La peine la plus lourde, de 36 mois de prison dont 18 avec sursis, a été prononcée à l'encontre de Johnny P., également reconnu coupable de "port d'arme", et considéré dans l'enquête comme le bras droit du "meneur" présumé du groupe, Christophe G.
Le cas de ce dernier a été disjoint, sa citation à comparaître ayant été délivrée hors délai.
Seuls cinq des huit prévenus, aux profils contrastés, étaient présents jeudi à l'audience.
«Craintes des migrants»
Trois autres ont été condamnés à deux ans de prison, dont un avec sursis, et un quatrième à six mois ferme et 18 mois de sursis, pour certains d'entre eux également reconnus coupables de participation à un groupement formé en vue d’une atteinte aux personnes.
Parmi eux, Jefferson G., 31 ans, a qualifié jeudi le meneur présumé de "gourou". Mains tremblantes sur son sweat-shirt noir à l'effigie du super-héros déjanté Deadpool, il a juré avoir été "manipulé".
Un autre, Arnaud L., âgé à l'époque de 19 ans, a expliqué s'être "laissé enrôler" par son beau-père Johnny P..
"J'avais une crainte des migrants à cause de ce qu’on voyait sur les médias, sur les réseaux sociaux", a-t-il lâché à la barre. Mais lors de l'agression du 21 janvier, "j'ai vu les violences, et j’ai été choqué.

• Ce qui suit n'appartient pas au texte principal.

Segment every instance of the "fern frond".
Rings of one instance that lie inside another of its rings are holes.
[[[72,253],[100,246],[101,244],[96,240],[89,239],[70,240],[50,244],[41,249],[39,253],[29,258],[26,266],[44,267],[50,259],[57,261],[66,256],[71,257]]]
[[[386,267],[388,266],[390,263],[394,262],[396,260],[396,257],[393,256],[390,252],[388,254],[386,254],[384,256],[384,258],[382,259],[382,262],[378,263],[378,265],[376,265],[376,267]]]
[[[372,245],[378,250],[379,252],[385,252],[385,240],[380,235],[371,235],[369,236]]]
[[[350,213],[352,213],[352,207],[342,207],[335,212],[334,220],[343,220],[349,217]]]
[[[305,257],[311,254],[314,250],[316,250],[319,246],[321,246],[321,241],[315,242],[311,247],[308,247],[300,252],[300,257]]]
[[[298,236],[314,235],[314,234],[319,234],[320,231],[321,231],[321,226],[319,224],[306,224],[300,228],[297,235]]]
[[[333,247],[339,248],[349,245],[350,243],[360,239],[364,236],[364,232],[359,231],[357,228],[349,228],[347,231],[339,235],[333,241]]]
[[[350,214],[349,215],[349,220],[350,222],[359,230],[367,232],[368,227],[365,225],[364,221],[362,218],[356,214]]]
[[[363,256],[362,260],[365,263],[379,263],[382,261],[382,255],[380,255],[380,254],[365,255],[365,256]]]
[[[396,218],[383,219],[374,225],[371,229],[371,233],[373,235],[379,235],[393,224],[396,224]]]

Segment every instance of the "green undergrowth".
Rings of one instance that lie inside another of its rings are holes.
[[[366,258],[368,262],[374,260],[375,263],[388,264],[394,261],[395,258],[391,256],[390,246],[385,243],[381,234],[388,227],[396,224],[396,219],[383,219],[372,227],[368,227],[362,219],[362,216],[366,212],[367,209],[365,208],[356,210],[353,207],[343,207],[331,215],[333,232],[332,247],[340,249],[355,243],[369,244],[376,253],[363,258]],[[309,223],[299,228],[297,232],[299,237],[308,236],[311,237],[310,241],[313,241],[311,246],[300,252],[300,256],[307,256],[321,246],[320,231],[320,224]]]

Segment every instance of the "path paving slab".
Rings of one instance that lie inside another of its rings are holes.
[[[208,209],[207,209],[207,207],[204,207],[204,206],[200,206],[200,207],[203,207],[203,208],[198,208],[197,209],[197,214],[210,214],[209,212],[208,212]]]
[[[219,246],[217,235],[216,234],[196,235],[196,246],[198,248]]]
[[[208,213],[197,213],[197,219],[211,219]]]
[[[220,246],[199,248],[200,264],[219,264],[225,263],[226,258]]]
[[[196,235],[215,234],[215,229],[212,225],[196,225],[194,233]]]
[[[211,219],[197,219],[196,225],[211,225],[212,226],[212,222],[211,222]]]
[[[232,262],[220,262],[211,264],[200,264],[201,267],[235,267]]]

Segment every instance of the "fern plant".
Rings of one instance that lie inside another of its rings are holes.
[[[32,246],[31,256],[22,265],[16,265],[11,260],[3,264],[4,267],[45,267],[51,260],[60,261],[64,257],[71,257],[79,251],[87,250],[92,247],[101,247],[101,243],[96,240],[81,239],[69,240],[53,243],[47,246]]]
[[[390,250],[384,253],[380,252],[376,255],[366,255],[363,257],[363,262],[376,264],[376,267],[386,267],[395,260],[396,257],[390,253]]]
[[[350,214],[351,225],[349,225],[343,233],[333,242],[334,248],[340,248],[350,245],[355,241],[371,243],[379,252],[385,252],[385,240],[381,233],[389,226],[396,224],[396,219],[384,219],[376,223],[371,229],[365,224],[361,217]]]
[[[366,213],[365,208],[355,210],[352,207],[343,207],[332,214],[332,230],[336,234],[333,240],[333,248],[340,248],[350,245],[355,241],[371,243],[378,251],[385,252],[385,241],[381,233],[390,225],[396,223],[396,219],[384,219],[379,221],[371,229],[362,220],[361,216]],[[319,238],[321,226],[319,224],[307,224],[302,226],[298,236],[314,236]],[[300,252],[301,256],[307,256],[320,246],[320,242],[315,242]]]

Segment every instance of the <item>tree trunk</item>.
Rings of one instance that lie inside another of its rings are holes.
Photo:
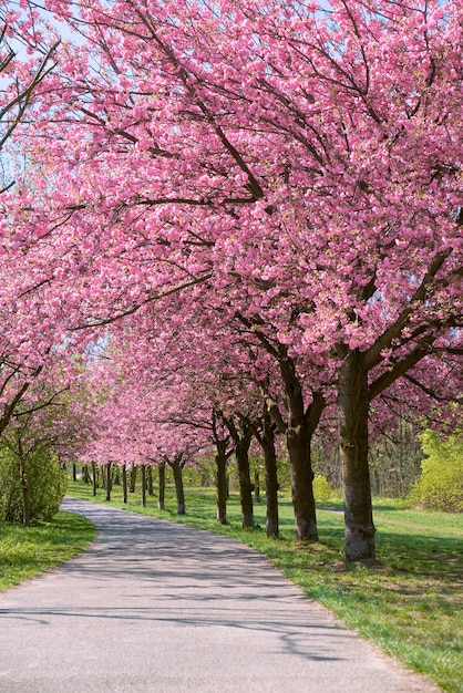
[[[146,467],[146,487],[147,487],[148,496],[154,496],[153,467],[151,465],[147,465]]]
[[[253,485],[249,470],[249,445],[251,433],[245,430],[235,441],[235,456],[238,466],[239,496],[241,500],[241,525],[254,527]]]
[[[146,508],[146,465],[142,465],[142,505]]]
[[[254,503],[260,503],[260,476],[257,469],[254,473]]]
[[[165,462],[162,462],[157,467],[158,473],[158,483],[160,483],[160,494],[157,497],[157,507],[160,510],[164,510],[164,498],[165,498]]]
[[[25,466],[25,458],[20,455],[19,457],[19,474],[21,479],[21,495],[22,495],[22,524],[24,527],[29,527],[31,524],[31,499],[29,495],[28,484],[28,470]]]
[[[122,465],[122,501],[127,503],[127,467]]]
[[[131,494],[135,493],[135,487],[136,487],[136,466],[134,465],[131,469],[131,485],[128,488]]]
[[[82,466],[82,478],[84,484],[90,484],[90,474],[88,465]]]
[[[219,525],[227,524],[227,443],[225,441],[216,441],[217,453],[215,464],[217,470],[216,490],[217,490],[217,523]]]
[[[174,458],[171,467],[174,472],[175,494],[177,497],[177,515],[185,515],[185,492],[183,487],[182,455]]]
[[[97,489],[97,487],[99,487],[96,475],[97,475],[96,462],[92,462],[92,487],[93,487],[93,496],[96,496],[96,489]]]
[[[325,400],[321,394],[313,393],[313,401],[306,411],[302,387],[294,361],[289,358],[282,360],[280,372],[285,383],[288,413],[286,445],[291,470],[296,539],[299,541],[318,541],[310,445],[323,411]]]
[[[306,421],[301,421],[298,426],[288,426],[286,444],[291,470],[296,539],[299,541],[318,541],[310,443],[311,436]]]
[[[339,373],[340,457],[344,497],[346,560],[374,558],[374,526],[368,465],[368,373],[359,351]]]
[[[267,500],[266,531],[268,537],[278,537],[279,517],[277,454],[275,451],[275,434],[270,416],[267,411],[264,413],[264,431],[260,443],[265,458],[265,485]]]
[[[103,472],[104,476],[104,472]],[[111,492],[113,488],[113,465],[111,462],[106,464],[106,500],[111,500]]]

Ca a été un déclic".
Placé deux mois en détention provisoire, le jeune homme s'est engagé en 2020 au sein de la Société nationale de sauvetage en mer, participant à de nombreuses opérations de secours aux migrants dans la Manche, qui lui ont valu une médaille et les félicitations du préfet maritime.
"Je n'ai pas les mots pour expliquer à quel point je regrette maintenant", a-t-il réagi à la décision, s'affirmant "soulagé" que l'affaire se termine.
«Patriotique»
Aucun mandat de dépôt n'a été ordonné pour ces peines aménageables, assorties pour tous les prévenus de l'interdiction de détenir une arme soumise à autorisation pendant cinq ans.
Les trois autres prévenus ont été condamnés à des peines avec sursis, la plus lourde, de 18 mois, prononcée à l'encontre de Nino P. Âgé de 35 ans, T-shirt moulant sur muscles tatoués, ce dernier a assumé avoir rejoint ce "commando".
Sa réponse, quand le président lui a demandé s'il se sentait en "croisade": "Oui, pour moi, c’était ça. Je suis patriotique: la France, on ne nous l'enlèvera pas".
La bande a fait au moins six victimes, dont un adolescent et trois ressortissants syriens, molestés et détroussés le 21 janvier 2016 à Calais. Deux s'étaient vu décerner 10 jours d'ITT (incapacité totale de travail).
"Traumatisme crâno-facial, fracture de l’orbite, hémorragie méningée": la cour a souligné la violence des blessures infligées aux victimes.
Christophe G., rencontré dans des manifestations anti-migrants ou sur les réseaux sociaux, disait vouloir "défendre les habitants" proches de la "Jungle", peuplée alors de plusieurs milliers de migrants, a expliqué Jefferson G.
Selon l'enquête, l'homme, qui nie tout rôle d'organisateur, aurait d'abord proposé à ses complices de l'accompagner "prendre des photos" des "exactions" supposées des migrants, avant de suggérer la création d'une "garde calaisienne".
"Il voulait faire une milice", s'est souvenu jeudi le père de Jefferson, Stéphane G., 52 ans.